Most existing studies on massive grant-free access, proposed to support massive machine-type communications (mMTC) for the Internet of things (IoT), assume Rayleigh fading and perfect synchronization for simplicity. However, in practice, line-of-sight (LoS) components generally exist, and time and frequency synchronization are usually imperfect. This paper systematically investigates maximum likelihood estimation (MLE)-based device activity detection under Rician fading for massive grant-free access with perfect and imperfect synchronization. We assume that the large-scale fading powers, Rician factors, and normalized LoS components can be estimated offline. We formulate device activity detection in the synchronous case and joint device activity and offset detection in three asynchronous cases (i.e., time, frequency, and time and frequency asynchronous cases) as MLE problems. In the synchronous case, we propose an iterative algorithm to obtain a stationary point of the MLE problem. In each asynchronous case, we propose two iterative algorithms with identical detection performance but different computational complexities. In particular, one is computationally efficient for small ranges of offsets, whereas the other one, relying on fast Fourier transform (FFT) and inverse FFT, is computationally efficient for large ranges of offsets. The proposed algorithms generalize the existing MLE-based methods for Rayleigh fading and perfect synchronization. Numerical results show that the proposed algorithm for the synchronous case can reduce the detection error probability by up to 50.4% at a 78.6% computation time increase, compared to the MLEbased state-of-the-art, and the proposed algorithms for the three asynchronous cases can reduce the detection error probabilities and computation times by up to 65.8% and 92.0%, respectively, compared to the MLE-based state-of-the-arts.

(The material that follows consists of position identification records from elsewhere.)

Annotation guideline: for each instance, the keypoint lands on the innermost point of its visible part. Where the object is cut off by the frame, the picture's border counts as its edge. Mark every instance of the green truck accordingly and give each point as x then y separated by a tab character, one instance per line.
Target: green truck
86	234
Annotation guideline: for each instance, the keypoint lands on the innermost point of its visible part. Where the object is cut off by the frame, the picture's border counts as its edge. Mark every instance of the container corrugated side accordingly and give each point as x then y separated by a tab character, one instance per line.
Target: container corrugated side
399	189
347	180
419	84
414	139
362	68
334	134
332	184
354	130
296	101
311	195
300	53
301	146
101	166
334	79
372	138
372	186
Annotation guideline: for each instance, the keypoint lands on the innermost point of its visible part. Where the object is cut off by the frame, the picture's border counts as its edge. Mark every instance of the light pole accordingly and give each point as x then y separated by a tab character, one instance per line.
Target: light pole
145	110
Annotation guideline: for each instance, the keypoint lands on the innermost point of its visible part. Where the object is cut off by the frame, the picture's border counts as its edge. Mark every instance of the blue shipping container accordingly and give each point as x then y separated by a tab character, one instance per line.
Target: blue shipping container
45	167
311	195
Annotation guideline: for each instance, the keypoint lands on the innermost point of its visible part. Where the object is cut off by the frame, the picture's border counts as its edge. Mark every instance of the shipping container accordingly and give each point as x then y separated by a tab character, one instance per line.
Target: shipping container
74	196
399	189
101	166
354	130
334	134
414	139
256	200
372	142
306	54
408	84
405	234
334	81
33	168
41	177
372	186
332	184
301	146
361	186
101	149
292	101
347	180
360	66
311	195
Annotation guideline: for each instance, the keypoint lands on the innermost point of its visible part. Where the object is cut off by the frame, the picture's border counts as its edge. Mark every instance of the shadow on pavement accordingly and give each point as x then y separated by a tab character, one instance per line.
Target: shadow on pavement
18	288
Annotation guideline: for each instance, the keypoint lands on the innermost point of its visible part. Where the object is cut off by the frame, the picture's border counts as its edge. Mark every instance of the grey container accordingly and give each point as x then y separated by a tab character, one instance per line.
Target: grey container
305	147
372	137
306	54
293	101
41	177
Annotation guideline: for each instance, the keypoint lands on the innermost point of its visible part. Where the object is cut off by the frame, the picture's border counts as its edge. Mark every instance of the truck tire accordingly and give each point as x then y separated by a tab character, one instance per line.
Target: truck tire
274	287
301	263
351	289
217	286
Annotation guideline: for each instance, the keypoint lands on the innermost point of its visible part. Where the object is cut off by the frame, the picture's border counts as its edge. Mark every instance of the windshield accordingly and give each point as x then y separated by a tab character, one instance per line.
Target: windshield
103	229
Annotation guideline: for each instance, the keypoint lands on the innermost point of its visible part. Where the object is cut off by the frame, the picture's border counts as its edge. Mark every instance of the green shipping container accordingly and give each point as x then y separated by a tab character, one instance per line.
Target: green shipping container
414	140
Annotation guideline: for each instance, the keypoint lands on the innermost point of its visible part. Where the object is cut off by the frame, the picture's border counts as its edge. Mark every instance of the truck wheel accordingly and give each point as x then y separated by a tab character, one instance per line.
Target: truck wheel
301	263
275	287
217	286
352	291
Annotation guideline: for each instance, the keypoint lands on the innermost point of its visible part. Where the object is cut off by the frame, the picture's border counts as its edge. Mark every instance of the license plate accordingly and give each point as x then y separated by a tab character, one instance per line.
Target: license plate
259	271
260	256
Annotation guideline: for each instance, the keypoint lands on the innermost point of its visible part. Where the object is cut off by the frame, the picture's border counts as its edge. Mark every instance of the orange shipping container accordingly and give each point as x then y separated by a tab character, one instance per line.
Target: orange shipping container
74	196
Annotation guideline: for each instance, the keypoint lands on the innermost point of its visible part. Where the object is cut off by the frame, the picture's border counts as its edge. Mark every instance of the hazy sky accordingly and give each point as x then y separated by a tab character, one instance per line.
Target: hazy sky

翻译：现有大规模免授权接入研究多为支持物联网大规模机器类通信而提出，其简化假设为瑞利衰落与完美同步。然而实际信道普遍存在视距分量，且时间与频率同步往往非完美。本文系统研究瑞利衰落与同步与异步场景下基于最大似然估计的设备活动检测问题。我们假设大尺度衰落功率、莱斯因子及归一化视距分量可离线估计。将同步情况下的设备活动检测，以及三种异步情况（时间异步、频率异步、时间与频率异步）下的联合设备活动与偏移检测建模为MLE问题。同步情况下，我们提出迭代算法获得MLE问题的稳定点。每种异步情况下，提出两种检测性能相同但计算复杂度不同的迭代算法：一种在偏移范围较小时计算高效，另一种基于快速傅里叶变换及逆快速傅里叶变换，在偏移范围较大时计算高效。所提算法推广了现有基于MLE的瑞利衰落与完美同步方法。数值结果表明，相较于现有最优MLE方法，同步情况算法在计算时间增加78.6%时可将检测错误概率降低高达50.4%；三种异步情况算法相比现有最优MLE方法，可将检测错误概率与计算时间分别降低高达65.8%与92.0%。